Alternate-side parking: in effect till Thanksgiving.

Air travel: La Guardia, J.F.K., Newark.

IN THE NEWS

• Two window washers spent an hour dangling 69 stories up at 1 World Trade Center after their rig malfunctioned. [New York Times]

• Universal prekindergarten beat its first-year enrollment target, with 53,200 students. [Daily News]

• Dense fog and a “rough night” made the mayor late to a Flight 587 memorial service. [New York Times] “Wake Up, Bill!” reads the cover of The Post.

• Mr. de Blasio’s liberal base is not thrilled with some of his recent policies on crime and policing. [New York Times]

• A guide to open enrollment for Obamacare, which begins Saturday. [Daily Intelligencer]

• Claiming innocence has historically hurt an inmate’s chances for parole, but that is changing. [New York Times]

• An offer you may refuse: The Staten Island mansion immortalized in “The Godfather” is on the market for $2,895,000. [DNAinfo]

• What is up with women begging with young children on the streets of Manhattan?

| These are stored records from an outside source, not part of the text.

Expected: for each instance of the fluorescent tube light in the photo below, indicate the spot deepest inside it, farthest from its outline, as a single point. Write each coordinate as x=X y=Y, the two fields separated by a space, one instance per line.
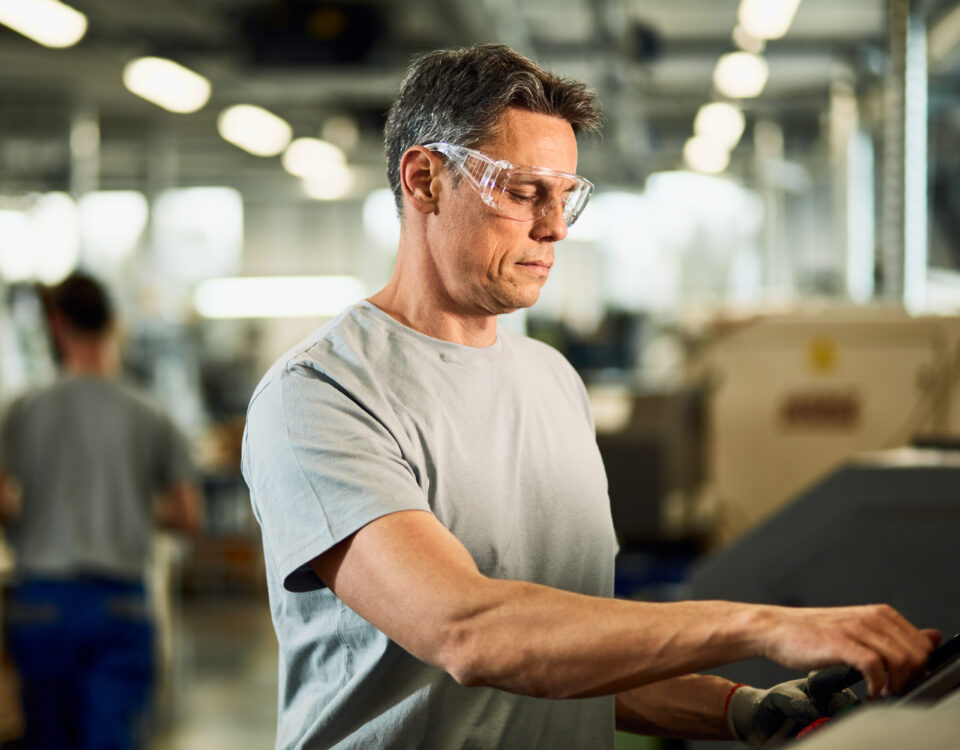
x=721 y=121
x=254 y=129
x=767 y=19
x=706 y=155
x=747 y=41
x=166 y=84
x=277 y=296
x=741 y=75
x=312 y=157
x=333 y=184
x=47 y=22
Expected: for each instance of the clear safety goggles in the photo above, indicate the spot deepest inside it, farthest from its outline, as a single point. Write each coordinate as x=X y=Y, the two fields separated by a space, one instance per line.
x=521 y=193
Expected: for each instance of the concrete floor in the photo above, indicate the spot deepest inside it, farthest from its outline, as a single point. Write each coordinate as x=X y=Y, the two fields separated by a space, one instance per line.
x=223 y=692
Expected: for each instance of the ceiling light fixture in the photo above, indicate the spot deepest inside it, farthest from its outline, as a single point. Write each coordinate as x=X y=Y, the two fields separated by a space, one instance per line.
x=311 y=157
x=741 y=75
x=335 y=183
x=747 y=41
x=706 y=155
x=254 y=129
x=767 y=19
x=47 y=22
x=721 y=121
x=277 y=296
x=167 y=84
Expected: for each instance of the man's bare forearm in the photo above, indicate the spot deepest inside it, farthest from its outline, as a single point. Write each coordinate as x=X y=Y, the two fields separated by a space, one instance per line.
x=691 y=706
x=555 y=644
x=412 y=579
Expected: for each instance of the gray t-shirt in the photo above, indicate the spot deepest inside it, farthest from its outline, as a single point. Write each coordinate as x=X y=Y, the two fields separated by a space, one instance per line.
x=368 y=417
x=90 y=455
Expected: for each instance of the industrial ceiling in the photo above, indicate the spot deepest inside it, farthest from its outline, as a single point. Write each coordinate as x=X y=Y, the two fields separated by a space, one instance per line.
x=309 y=61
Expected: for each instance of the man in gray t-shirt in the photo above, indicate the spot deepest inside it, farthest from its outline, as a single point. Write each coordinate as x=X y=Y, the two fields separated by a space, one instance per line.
x=88 y=467
x=434 y=510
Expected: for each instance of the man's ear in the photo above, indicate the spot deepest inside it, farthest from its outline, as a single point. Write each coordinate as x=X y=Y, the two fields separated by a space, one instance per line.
x=420 y=171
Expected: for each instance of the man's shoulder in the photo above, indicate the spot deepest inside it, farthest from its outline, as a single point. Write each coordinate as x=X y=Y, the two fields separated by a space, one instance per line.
x=342 y=346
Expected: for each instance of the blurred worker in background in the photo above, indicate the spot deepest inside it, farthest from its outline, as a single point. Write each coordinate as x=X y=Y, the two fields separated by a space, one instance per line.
x=437 y=530
x=88 y=467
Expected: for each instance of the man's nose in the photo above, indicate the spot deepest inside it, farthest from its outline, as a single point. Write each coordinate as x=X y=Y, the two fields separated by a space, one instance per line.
x=551 y=226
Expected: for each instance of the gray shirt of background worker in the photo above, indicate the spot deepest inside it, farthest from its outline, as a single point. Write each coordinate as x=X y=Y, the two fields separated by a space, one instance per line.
x=89 y=466
x=91 y=457
x=474 y=245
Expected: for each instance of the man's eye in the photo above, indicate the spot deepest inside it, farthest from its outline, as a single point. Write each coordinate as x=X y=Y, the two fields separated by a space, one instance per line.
x=522 y=197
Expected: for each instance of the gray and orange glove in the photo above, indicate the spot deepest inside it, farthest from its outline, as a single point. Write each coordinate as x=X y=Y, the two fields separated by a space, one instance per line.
x=766 y=718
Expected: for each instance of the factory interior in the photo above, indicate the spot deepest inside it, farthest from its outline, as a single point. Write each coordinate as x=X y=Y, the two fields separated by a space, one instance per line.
x=762 y=296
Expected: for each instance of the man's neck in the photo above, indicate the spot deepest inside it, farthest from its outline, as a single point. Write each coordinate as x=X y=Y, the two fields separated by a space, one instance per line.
x=90 y=356
x=416 y=298
x=430 y=320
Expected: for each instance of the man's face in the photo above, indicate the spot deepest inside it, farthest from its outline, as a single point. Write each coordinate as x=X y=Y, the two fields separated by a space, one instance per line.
x=488 y=264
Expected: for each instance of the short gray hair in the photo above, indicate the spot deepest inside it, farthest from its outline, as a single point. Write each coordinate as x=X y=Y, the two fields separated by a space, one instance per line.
x=459 y=95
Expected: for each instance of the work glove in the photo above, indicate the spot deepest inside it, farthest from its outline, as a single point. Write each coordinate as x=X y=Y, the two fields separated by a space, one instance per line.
x=765 y=718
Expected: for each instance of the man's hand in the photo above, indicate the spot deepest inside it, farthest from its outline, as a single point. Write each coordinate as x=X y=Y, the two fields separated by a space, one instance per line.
x=876 y=640
x=764 y=718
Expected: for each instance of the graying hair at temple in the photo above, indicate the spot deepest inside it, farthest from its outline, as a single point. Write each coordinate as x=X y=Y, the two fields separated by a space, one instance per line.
x=459 y=95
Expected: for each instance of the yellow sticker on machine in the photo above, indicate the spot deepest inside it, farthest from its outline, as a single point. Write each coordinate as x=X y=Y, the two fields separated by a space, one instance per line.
x=822 y=355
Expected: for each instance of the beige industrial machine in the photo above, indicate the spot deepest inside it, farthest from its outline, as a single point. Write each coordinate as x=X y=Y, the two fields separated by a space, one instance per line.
x=791 y=397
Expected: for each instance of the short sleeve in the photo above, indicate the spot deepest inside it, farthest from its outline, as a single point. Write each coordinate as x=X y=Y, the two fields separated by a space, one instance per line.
x=320 y=466
x=9 y=441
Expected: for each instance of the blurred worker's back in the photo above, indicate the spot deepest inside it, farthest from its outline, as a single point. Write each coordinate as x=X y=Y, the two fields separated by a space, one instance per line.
x=88 y=467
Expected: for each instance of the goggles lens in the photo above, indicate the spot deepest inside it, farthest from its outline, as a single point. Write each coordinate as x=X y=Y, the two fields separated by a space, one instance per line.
x=521 y=193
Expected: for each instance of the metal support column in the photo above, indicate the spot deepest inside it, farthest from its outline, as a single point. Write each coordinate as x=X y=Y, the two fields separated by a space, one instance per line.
x=904 y=228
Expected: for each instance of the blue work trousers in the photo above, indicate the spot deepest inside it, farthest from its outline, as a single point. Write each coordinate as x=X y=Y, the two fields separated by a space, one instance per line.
x=83 y=649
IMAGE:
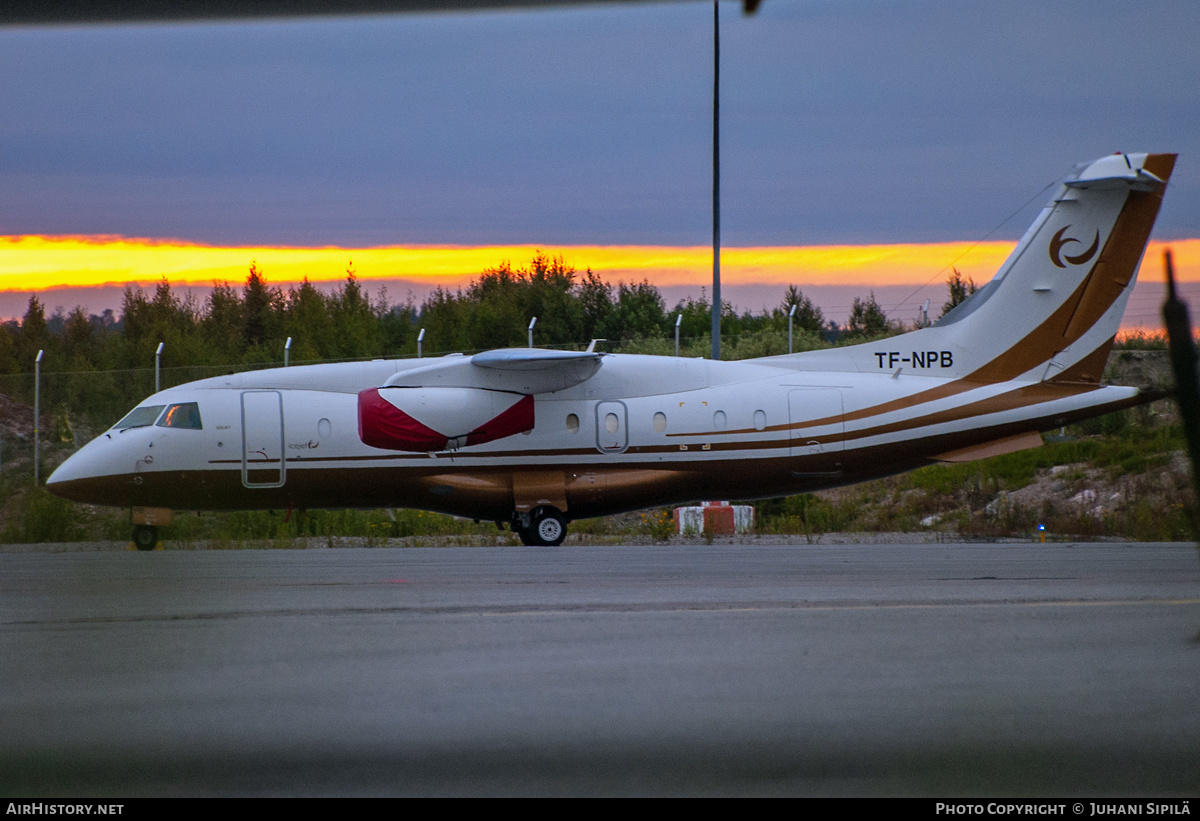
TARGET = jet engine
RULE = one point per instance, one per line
(432, 419)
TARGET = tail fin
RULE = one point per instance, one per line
(1053, 310)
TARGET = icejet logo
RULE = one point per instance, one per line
(1060, 240)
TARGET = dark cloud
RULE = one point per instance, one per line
(843, 123)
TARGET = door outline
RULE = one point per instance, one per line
(621, 437)
(263, 418)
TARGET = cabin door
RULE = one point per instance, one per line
(262, 439)
(815, 414)
(612, 436)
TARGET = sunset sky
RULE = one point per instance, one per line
(869, 144)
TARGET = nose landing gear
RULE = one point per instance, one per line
(541, 527)
(145, 537)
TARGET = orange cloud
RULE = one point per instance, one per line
(35, 263)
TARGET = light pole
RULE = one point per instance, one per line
(157, 366)
(37, 413)
(717, 181)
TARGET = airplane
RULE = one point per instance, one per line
(537, 438)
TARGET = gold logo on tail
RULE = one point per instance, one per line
(1060, 240)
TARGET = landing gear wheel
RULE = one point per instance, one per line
(145, 537)
(547, 527)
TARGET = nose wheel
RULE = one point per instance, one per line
(544, 527)
(145, 537)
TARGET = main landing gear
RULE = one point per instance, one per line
(541, 527)
(145, 537)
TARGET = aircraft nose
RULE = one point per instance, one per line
(85, 477)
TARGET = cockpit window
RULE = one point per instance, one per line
(185, 414)
(141, 417)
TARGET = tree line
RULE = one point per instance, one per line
(249, 324)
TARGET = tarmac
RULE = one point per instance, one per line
(939, 670)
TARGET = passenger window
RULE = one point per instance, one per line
(185, 414)
(139, 417)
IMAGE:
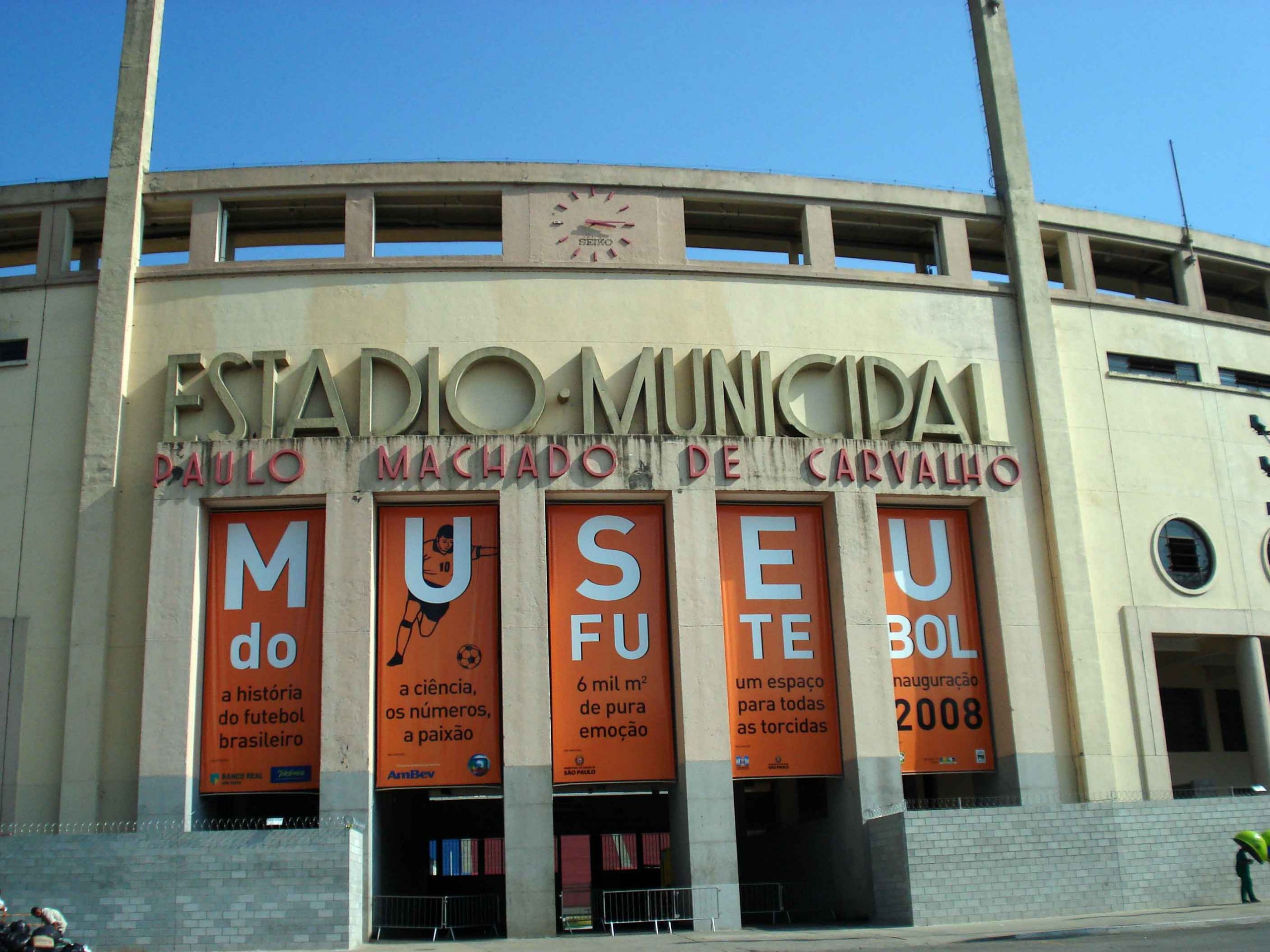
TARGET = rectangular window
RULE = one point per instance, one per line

The I-Team went digging. [NBC]

• A 1963 Warhol painting of Elvis Presley pointing a gun sold for nearly $82 million. [New York Times]

• Scoreboard: Magic eludes Knicks, 97-95. Suns eclipse Nets, 112-104.

• For a global look at what’s happening, see Your Thursday Briefing.

AND FINALLY …

Early in November, a detective was waiting for the train at 149th Street station in the Bronx when he heard one youth tell another where “some coke” might be bought.

The detective made a mental note of the address and sent colleagues there the next day.

The year was 1913, and a drug bust was in the works.

At a rooming house on Morris Avenue, detectives found eight men in a back room on the second floor.

“None of them,” The Times reported, “could give a satisfactory reason for his presence.” Each was found to be in possession of a box of cocaine.

“A closer search of the room disclosed some 300 boxes more.”

The eight men were convicted on this date 101 years ago.


Kenneth Rosen contributed reporting.